Paul Hammant's Blog: No One Gives Themselves Bad Ratings (in hiring, apparently)
On the selenium-user mail list, it was hypothesized that candidates rate themselves well in respect of their skills match to the job in question. It was said “No One Gives Themselves Bad Ratings”.
It turns out that this is not universally true: Real experts, when questioned, often rate their own skills as lower than they should.
The Dunning-Kruger effect (DKE)
This epiphany is one of a few that comes out the research that Dunning and Kruger have done to explore long-believed tendencies within society. The definitive write-up is on Wikipedia, though that’s not very prose-full.
Easier reads are available: New York Times article from a year ago and a Psychology today on the same timescale. Here is one from the turn of the millennium that I particularly like on the San Francisco Chronicle.
The one-line take away:
- The skills to recognize incompetence in others are the same as the skills to recognize incompetence in self.
The slightly longer version:
- Candidates who are experts, typically rate themselves lower than they really are, and incompetent ones rate themselves higher. The competent ones only realize the injustice of their position in the rankings, when they are confronted with the self-determined scores of those that they already knew were less competent.
In summary, be wary of rejecting candidates who self-rate to scores lower than a threshold you have set. Always do some independent verification.
Steve Jobs’ view on A, B and C players
Steve Jobs said: “A players hire A players, B players hire C players”. This has been written about a few times, but perhaps Guy Kawasaki is the most lauded witness to it, and can give the best explanation. I like to remember that B players also (typically) reject A players. The worst of the resulting teams will self-repairing back to B/C level.
^ That from a previous blog entry. A’s, B’s and C’s in particular suggests that incompetents should be removed from hiring or you will end up lowering the bar. Steve Jobs may have been one of many that was preempting the later findings of Dunning and Kruger.

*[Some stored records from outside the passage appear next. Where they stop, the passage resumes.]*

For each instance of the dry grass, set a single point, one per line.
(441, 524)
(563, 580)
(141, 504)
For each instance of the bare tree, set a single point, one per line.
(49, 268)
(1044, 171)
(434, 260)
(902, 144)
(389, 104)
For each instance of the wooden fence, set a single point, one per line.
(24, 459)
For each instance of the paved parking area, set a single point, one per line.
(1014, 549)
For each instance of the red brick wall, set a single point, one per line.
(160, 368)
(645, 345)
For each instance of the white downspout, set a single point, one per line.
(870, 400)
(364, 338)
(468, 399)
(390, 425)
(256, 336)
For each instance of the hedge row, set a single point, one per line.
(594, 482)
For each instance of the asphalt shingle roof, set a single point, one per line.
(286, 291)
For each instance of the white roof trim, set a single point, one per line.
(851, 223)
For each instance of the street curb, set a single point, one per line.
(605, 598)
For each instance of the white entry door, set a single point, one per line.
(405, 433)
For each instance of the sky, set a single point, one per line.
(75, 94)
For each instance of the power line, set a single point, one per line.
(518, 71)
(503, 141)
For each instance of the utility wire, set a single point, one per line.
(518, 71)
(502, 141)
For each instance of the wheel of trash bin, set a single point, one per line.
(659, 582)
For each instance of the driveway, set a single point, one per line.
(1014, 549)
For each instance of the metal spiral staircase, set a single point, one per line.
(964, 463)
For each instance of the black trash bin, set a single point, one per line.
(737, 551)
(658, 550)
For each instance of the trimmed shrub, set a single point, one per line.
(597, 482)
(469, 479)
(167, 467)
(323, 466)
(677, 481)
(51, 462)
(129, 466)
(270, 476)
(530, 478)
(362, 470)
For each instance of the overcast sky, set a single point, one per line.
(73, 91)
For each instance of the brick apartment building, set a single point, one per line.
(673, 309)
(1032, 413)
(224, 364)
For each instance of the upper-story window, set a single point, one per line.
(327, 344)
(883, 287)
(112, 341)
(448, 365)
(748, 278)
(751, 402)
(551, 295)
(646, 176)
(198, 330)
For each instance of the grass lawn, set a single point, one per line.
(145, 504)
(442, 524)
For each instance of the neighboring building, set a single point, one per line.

Incidentally, I have to thank Agile industry legends Chris Matts and Andy Pols for first putting me on to this stuff in 2002.
Updates:
Here’s a link to the original 1999 Dunning-Kruger paper
Ars Technica revisited why incompetents think they’re awesome (May 25th, 2012)
Quora has question on What is an A Player (October 2012). It has a Steve Jobs quote from the Walter Isaacson biography, on A players generally. It also refers to Jack Walsh as the coiner of A’s B’s and C’s in this context, though the that book was first published in 2001.
Checking with Guy Kawasaki (by email - Nov 3rd, 2014), he says “I am pretty sure that Steve was saying this around 1984.” Guy indeed went on to mention the same in What I Learned From Steve Jobs (2016).
There’s also a Quora question on Is it true that A players hire B players, and B players hire C players? (October 2012) that is worth a read, even if it gets the Jobs quote wrong .
Christie Nicholson on the smartplanet.com web site interviews David Dunning in an article that speaks to recruitment (amongst other things) - April 4th, 2014.
Psychology Today deleted their article some time in late October 2014. I’m not sure why. The link for that now points to the page in the Internet Archives’s Wayback Machine.
David Dunning himself, in Pacific Standard Magazine, does meta-analysis of more recent studies, and contemporary media analogues (October 27, 2014).
And again doing an “ask me anything” on Reddit in late 2014 - Science AMA Series: I’m David Dunning, a social psychologist whose research focuses on accuracy and illusion in self-judgment (you may have heard of the Dunning-Kruger effect). How good are we at “knowing thyself”? AMA!